The Women’s Congress, held every five years, has long been a forum for the ruling Communist Party to demonstrate its commitment to women. The gesture, while mostly symbolic, has taken on more significance than ever this year, the first time in two decades that there are no women in the party’s executive policymaking body.
What was notable was how officials downplayed gender equality. They focused instead on using the gathering to press Mr. Xi’s goal for Chinese women: get married and have babies. In the past, officials had touched on the role women play at home as well as in the work force. But in this year’s address, Mr. Xi made no mention of women at work.
The party desperately needs women to have more babies. China has been thrust into a demographic crisis as its birthrate has plummeted, causing its population to shrink for the first time since the 1960s. The authorities are scrambling to undo what experts have said is an irreversible trend, trying one initiative after another, such as cash handouts and tax benefits to encourage more births.
Faced with a demographic crisis, a slowing economy and what it views as a stubborn rise of feminism, the party has chosen to push women back into the home, calling on them to rear the young and care for the old. The work, in the words of Mr. Xi, is essential for “China’s path to modernization.”
But to some, his vision sounds more like a worrying regression.
“Women in China have been alarmed by the trend and have been fighting back over the years,” said Yaqiu Wang, the research director for Hong Kong, China and Taiwan at Freedom House, a nonprofit based in Washington. “Many women in China are empowered and united in their fight against the twin repressions in China: the authoritarian government and the patriarchal society.”
The party has failed to address many concerns, viewing some issues raised by women as a direct challenge to its leadership. Bursts of discussion over sexual harassment, gender violence and discrimination are silenced on social media. Support for victims is often extinguished. Feminists and outspoken advocates have been jailed, and a #MeToo movement that briefly flourished in 2018 has been pushed underground.
The language used by senior officials at the Women’s Congress in Beijing was another glimpse of how the party sees the role of women. Mr. Xi has pushed a hard-line agenda to advance his vision of a stronger China that includes a revival of what he considers traditional values. At the congress, he encouraged female leaders to “tell good stories about family traditions and guide women to play their unique role in carrying forward the traditional virtues of the Chinese nation.”
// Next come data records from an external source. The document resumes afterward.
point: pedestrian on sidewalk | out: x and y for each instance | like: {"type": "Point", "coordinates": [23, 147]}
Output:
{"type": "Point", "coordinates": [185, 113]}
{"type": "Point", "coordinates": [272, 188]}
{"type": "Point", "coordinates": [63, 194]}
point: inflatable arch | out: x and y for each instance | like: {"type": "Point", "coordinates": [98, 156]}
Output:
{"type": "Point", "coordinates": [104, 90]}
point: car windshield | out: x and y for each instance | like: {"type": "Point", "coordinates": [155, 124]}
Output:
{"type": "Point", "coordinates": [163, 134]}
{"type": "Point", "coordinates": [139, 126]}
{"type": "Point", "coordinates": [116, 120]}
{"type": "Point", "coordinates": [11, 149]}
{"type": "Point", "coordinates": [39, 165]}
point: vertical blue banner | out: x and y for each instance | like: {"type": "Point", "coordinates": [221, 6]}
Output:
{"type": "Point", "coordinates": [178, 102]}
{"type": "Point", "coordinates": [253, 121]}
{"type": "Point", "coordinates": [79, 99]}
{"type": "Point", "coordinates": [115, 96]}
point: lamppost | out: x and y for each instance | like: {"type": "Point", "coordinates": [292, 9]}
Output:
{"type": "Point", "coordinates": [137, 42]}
In a departure from a two-decade tradition, Mr. Xi’s deputy, Ding Xuexiang, failed to mention in an opening address at the congress a standard phrase: that gender equality is a basic national policy.
And even as Mr. Xi did nod to gender equality, he spent most of his speech elaborating on family, parenting and fertility.
This stands in stark contrast to a decade ago, when top officials stressed the importance of both equality and women’s self-realization, said Hanzhang Liu, a political studies professor at Pitzer College who has examined speeches by senior officials at several congresses over the past two decades.
“Women’s work was once about women for themselves, women for women’s sake,” said Ms. Liu, referring to the party’s jargon for gender issues. “Now what they are saying is that women’s rightful place in society — where they can do the most meaningful work — is at home with the family.”
But the Women’s Congress is not where the battle for their rights is being fought. Organized by the All-China Women’s Federation, a group that works to promote party policies and is funded by the party, it tends to represent the political status quo.
As a result, much of the discussion this year was focused on encouraging party leaders to promote traditional family values. The language reveals the calculus that officials have made: that extolling the virtues of China’s past will inspire women to focus on family. This, they hope, will help with demographics.
Sending women back to the home and out of the work force is also convenient at a time when China faces its biggest economic challenge in four decades and the government is under pressure to improve a social welfare system that is severely underdeveloped and unable to support a rapidly aging population.
“Women have always been viewed as an instrument of the state in one way or another,” said Minglu Chen, a senior lecturer at the University of Sydney who studies gender and politics in China. “But now we have to think about China’s political economy. It benefits the party to emphasize women returning to the home, where they can care for children and for the elderly.”
The trend of fewer marriages and births has been years in the making, however, and Mr. Xi is goading women into a role they have long rejected. Many young and educated women in China’s biggest cities have relished their financial independence and are wary of marriage because of the pressure on them to have children and give it all up.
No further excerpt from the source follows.